It is also possible to pass other client information, such as a user name or the current database, from Notes to the Web client in this fashion, even though the Web agent is being accessed as an anonymous user. This information would otherwise be completely unavailable to the Web agent. Essentially, a second method of creating an agent context has been created, in addition to the DocumentContext available from the NotesSession class.

Creating a cookie
There are many different ways to create cookie values. One simple solution is to use the @unique formula function. It doesn't matter what formula is used, since the button or action which creates the cookie document in Notes also builds the URL with the cookie as a parameter. For extra security, an expiration date/time can be built in, which doesn't need to be any longer than the time between the button being pressed and the URL being processed by the Domino server.

A sample database, with code ready to try out, is available for downloading to accompany this article.
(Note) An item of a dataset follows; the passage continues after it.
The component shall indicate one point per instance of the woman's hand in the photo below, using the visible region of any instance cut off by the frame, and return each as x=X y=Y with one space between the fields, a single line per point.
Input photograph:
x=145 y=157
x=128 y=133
All code is tested on R4.6 platforms and upwards, and is provided free of charge for you to play with, use, or modify. Get it from http://www.rhizomatics.demon.co.uk/software/nwauthen.zip.

Requirements
There are three major things you should keep in mind when you are creating cookies:

• First, the cookie creation code in the Notes form must make the Web agent call the number. As shown in the code samples later in the article, this can be incorporated even in a simple formula language button call to a URL.

• Secondly, the cookie-checking code in the Web agents of databases must require Web authentication. These databases must have anonymous access of Reader or greater, which is required for all Web users to run agents.
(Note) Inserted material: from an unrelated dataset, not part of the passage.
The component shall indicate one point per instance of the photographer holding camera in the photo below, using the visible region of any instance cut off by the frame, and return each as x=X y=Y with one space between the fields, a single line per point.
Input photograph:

• Lastly, you must have a "cookie jar" database in which to store the cookie documents. This database must have default access of Depositor (to allow remote Notes clients to drop in cookie documents). Only one agent is required in this database -- the scheduled Expire Old Cookies agent used to purge stale cookies.

Performance
A scheduled hourly agent performs expiration of cookies in the sample database. It might seem more obvious to build the expiration test into the selection formula of the view, but this would create an unstable view, permanently in need of regenerating.

Further performance improvement can be achieved by changing the "Remove Documents not modified in the last" setting in the database Replication Settings to 0 days. This ensures you that when cookies are deleted, they disappear completely from the database and do not leave replication stubs behind.

Security
Since your Web users don't need any access to the cookie jar database (all access to cookies is performed by the Web agent) and Notes clients only require Depositor access to allow them to create a cookie, any Web client can check a cookie for validity. No Web client, however, can create or view a cookie, nor can a Notes client read current cookie values. Reader access is required for the signer of the Web agents (usually the Notes developer or an administrator who has used the Sign All Agents facility in Notes Administration), since by default agents are run with the signer as their effective user ID.